Schlüsselwörter: Respiratorisches Synzytial-Virus, RSV, Atemwegserkrankungen bei Kleinkindern, Coronapandemie, Robert Koch-Institut, RKI, Impfempfehlung der ständigen Impfkommission, STIKO
Abstract
Have respiratory diseases with respiratory syncytial viruses increased in infants after the coronavirus pandemic? An overview of the current study situation: Respiratory diseases in infants are a group of infections that affect the upper and lower respiratory tract and can lead to severe courses of illness and even hospitalisation. The immune system of children and the mechanisms that play a role in respiratory diseases show that children cope better with many viruses than adults, even when the virus encounters a naive immune system. In children, there are more leucocytes in the epithelial cells of the nasal mucosa than in adults. An infection with respiratory syncytial viruses (RSV) is very dangerous for newborns and infants and often leads to hospitalisation, sometimes with severe consequences. The STIKO's vaccination recommendation for passive immunisation before the first RSV season is intended to be a new milestone in the fight against severe courses of infection. A literature review will be carried out to analyse the data collected. In the further course, the results in Germany and their relevance for practice will be will be explained.

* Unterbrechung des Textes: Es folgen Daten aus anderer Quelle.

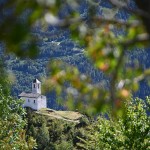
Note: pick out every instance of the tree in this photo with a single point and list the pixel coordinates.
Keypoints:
(104, 48)
(128, 132)
(12, 133)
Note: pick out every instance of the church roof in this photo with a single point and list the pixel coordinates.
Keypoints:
(36, 81)
(30, 95)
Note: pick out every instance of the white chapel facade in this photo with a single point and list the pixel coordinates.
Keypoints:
(34, 99)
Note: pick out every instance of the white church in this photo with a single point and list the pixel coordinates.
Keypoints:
(34, 99)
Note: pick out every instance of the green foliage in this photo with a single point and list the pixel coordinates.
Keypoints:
(12, 133)
(55, 134)
(131, 132)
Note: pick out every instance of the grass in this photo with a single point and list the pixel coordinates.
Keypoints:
(69, 115)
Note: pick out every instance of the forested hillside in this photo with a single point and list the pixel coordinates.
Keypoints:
(56, 43)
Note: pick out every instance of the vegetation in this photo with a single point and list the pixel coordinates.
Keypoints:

Keywords: Respiratory syncytial virus, respiratory diseases in infants, coronavirus pandemic, vaccination recommendation, STIKO
Atemwegserkrankungen bei Kleinkindern
Atemwegserkrankungen sind Infektionen, die obere und untere Atemwege befallen. Das Respiratorische Synzytial-Virus ist für Kleinkinder immer wieder mit schweren Krankheitsverläufen bis hin zu Krankenhausaufenthalten verbunden. Atemwegserkrankungen sind charakteristisch im Kleinkindalter. Bis zu 8 Infektionen pro Jahr zählen zur physiologischen Infektanfälligkeit. Dabei prägen Infekte das kindliche naive Immunsystem und reagieren mit Immunitäten. Dabei zeigt sich, dass Kinder mit vielen Viren besser umgehen, auch wenn das Virus auf ein naives Immunsystem trifft, als Erwachsene (Robert Koch-Institut, 2024).

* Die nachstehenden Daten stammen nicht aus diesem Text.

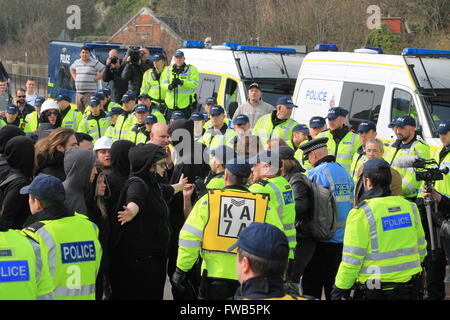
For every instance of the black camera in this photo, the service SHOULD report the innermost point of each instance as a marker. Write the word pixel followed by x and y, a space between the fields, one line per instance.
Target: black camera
pixel 135 55
pixel 428 174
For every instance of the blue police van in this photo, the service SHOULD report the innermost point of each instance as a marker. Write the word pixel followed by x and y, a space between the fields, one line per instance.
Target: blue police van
pixel 61 55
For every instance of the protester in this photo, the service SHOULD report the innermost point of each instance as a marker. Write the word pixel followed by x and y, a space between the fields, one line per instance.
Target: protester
pixel 19 153
pixel 49 152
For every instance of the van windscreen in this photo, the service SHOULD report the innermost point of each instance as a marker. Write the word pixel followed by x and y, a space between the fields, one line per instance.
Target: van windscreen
pixel 253 65
pixel 431 72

Das Respiratorische Synzytial-Virus (RSV)
Das Respiratorische Synzytial-Virus (RSV) ist ein weltweit vorkommendes behülltes RNA-Virus aus der Familie der Pneumoviridae (Genus Orthopneumovirus). Unterschieden wird zwischen 2 RSV-Subtypen A und B. Während beide Virusstämme gleichzeitig zirkulieren, zeigt sich im Rückblick der Jahre eine höhere Dominanz im Vorkommen bei RSV A. Bei Kleinkindern ist RSV einer der bedeutendsten Erreger einer nosokomialen Infektion und Pneumonie.
Der Infektionsweg findet überwiegend über Tröpfcheninfektion von einer infektiösen Person auf eine Kontaktperson statt. Eintrittspforte sind meist die zilientragenden Epithelzellen, und die Konjunktiven der Schleimhäute der oberen Atemwege. Möglich ist auch eine indirekte sekundäre Infektion über kontaminierte Hände oder Oberflächen auf die Schleimhäute der Atemwege.

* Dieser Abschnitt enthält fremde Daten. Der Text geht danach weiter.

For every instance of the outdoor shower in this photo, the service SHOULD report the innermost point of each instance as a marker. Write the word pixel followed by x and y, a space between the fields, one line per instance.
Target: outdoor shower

Im Durchschnitt beträgt die Inkubationszeit 5 Tage. Die RSV-Infektion kann eine Symptomvielfalt von einfachen Atemwegsinfektionen bis hin zu schweren beatmungspflichtigen unteren Atemwegserkrankungen hervorrufen. Immer wieder vorkommend ist auch ein asymptomatischer Verlauf. In der Regel reagieren Kleinkinder mit Fieber und zeigen anfänglich Symptome oberer Atemwegserkrankungen wie Schnupfen, Husten und Halsschmerzen. Bei fortschreitenden Symptomen kann sich innerhalb von 1-3 Tagen eine untere Atemwegsinfektion ausprägen. Die Folge ist starker Husten, gesteigerte Atemfrequenz bis hin zu einer Dyspnoe. Typisch sind Zeichen einer exspiratorischen Obstruktion.
Zur Diagnosesicherung von RSV empfiehlt sich Nasopharyngealsekret aus Nasenabstrichen, -aspiration oder -spülwasser zum Genomnachweis mittels Polymerasekettenreaktion (PCR). Polymerasekettenreaktionen zeichnen sich im Besonderen dadurch aus, auch bei geringer Viruslast in der Probe sehr spezifisch, schnell und hochsensitiv Ergebnisse zu liefern und sind der Schlüssel zur Diagnosesicherung. Im direkten Vergleich haben Antikörpernachweise eine untergeordnete Bedeutung.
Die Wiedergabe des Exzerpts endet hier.